# Thread: Help with a few propositional logic proofs

1. ## Help with a few propositional logic proofs

I'm having a really hard time solving the following proofs in Tomassi's Logic book.

1)
P v Q : (P v R) -> (P v(Q & R))

2)
P : Q -> (P <->Q)

3)

P v (Q v R) : Q v (P v R)

2. Originally Posted by unprocessed9
I'm having a really hard time solving the following proofs in Tomassi's Logic book.
1) P v Q : (P v R) -> (P v(Q & R))
Please explain what the notation means and what are you to do with it.

3. I have to prove the proofs using steps and specific notations (used in the Tomassi Book)

4. Originally Posted by unprocessed9
(used in the Tomassi Book)
I for one have never heard of Tomassi much less his textbook (I taught logic many times).
It would be shear accident if anyone here knows the notation used in a particular text.
So if you want help with this, you are going have to type out the list of rules and notations used in that text.

5. Originally Posted by Plato
I for one have never heard of Tomassi much less his textbook (I taught logic many times).
It would be shear accident if anyone here knows the notation used in a particular text.
So if you want help with this, you are going have to type out the list of rules and notations used in that text.
& And
&I And Introduction

v Or
(vE) Or Elimination
(vI) Or Introductioni

-> If…then
->I
->E

<-> If and only if

~ Not

There are also rules of assuming for the antecedent of a conditional (assumption cp), and assumption for part of an 'or' statement (assumption vE)

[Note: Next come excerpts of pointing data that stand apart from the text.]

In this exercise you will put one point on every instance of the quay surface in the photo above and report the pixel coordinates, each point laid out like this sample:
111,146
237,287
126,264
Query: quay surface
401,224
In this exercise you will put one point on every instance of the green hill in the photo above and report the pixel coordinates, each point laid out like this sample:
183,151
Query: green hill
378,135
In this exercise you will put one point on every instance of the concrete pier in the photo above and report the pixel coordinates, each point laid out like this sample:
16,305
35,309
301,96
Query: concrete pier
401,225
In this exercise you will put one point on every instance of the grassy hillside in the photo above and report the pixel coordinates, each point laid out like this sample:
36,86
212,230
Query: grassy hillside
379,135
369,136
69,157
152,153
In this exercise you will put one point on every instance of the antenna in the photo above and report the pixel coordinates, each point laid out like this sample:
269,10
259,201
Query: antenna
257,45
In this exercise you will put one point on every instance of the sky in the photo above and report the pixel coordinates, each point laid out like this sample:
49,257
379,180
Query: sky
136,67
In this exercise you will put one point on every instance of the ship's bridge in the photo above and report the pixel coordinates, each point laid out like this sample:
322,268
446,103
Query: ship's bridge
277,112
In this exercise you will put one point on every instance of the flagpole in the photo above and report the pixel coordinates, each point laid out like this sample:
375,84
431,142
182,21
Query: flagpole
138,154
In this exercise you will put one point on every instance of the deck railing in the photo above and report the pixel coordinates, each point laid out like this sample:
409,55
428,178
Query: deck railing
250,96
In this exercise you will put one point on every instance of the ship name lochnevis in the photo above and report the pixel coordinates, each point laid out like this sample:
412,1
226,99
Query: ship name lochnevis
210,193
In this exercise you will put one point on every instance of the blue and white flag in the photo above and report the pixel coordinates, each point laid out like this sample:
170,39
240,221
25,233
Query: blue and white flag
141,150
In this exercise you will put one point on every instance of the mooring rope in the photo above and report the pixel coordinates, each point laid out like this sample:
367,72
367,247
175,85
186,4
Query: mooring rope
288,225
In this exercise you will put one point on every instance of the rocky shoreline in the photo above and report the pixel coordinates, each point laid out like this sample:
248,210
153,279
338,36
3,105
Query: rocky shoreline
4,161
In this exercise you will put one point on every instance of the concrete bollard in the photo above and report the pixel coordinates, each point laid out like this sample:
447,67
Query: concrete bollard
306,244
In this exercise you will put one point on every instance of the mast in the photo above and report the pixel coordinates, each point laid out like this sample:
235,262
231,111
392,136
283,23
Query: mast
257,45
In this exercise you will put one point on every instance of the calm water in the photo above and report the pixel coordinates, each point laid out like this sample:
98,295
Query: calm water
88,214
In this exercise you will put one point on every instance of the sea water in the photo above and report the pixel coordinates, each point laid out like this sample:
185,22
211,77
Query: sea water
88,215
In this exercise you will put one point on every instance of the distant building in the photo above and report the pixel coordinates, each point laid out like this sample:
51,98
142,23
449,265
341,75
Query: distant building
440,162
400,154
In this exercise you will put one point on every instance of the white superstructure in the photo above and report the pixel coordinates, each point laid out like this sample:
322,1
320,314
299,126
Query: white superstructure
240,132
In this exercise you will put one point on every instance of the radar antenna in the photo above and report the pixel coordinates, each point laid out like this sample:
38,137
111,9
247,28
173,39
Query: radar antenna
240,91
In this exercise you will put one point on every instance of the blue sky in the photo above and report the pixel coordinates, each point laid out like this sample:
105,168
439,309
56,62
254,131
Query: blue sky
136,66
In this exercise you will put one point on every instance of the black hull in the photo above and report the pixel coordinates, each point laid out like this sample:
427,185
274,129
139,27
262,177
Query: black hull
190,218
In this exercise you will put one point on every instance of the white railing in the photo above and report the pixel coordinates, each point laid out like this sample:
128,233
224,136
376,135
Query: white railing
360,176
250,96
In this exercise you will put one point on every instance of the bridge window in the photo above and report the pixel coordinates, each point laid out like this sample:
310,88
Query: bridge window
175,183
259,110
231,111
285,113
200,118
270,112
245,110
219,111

6. Originally Posted by unprocessed9
I'm having a really hard time solving the following proofs in Tomassi's Logic book.

1)
P v Q : (P v R) -> (P v(Q & R))

2)
P : Q -> (P <->Q)

3)

P v (Q v R) : Q v (P v R)
Assuming that : means equivalent then No 3 can be solved in the following way:

P v (Q v R) = (P v Q)v R =.................................. ( by associativity)

=(Q v P)v R = .................................................. ..(By commutativity)

=Q v (P v R) .................................................. ......(BY associativity again).

Do you want the rest of the problems solved in this way??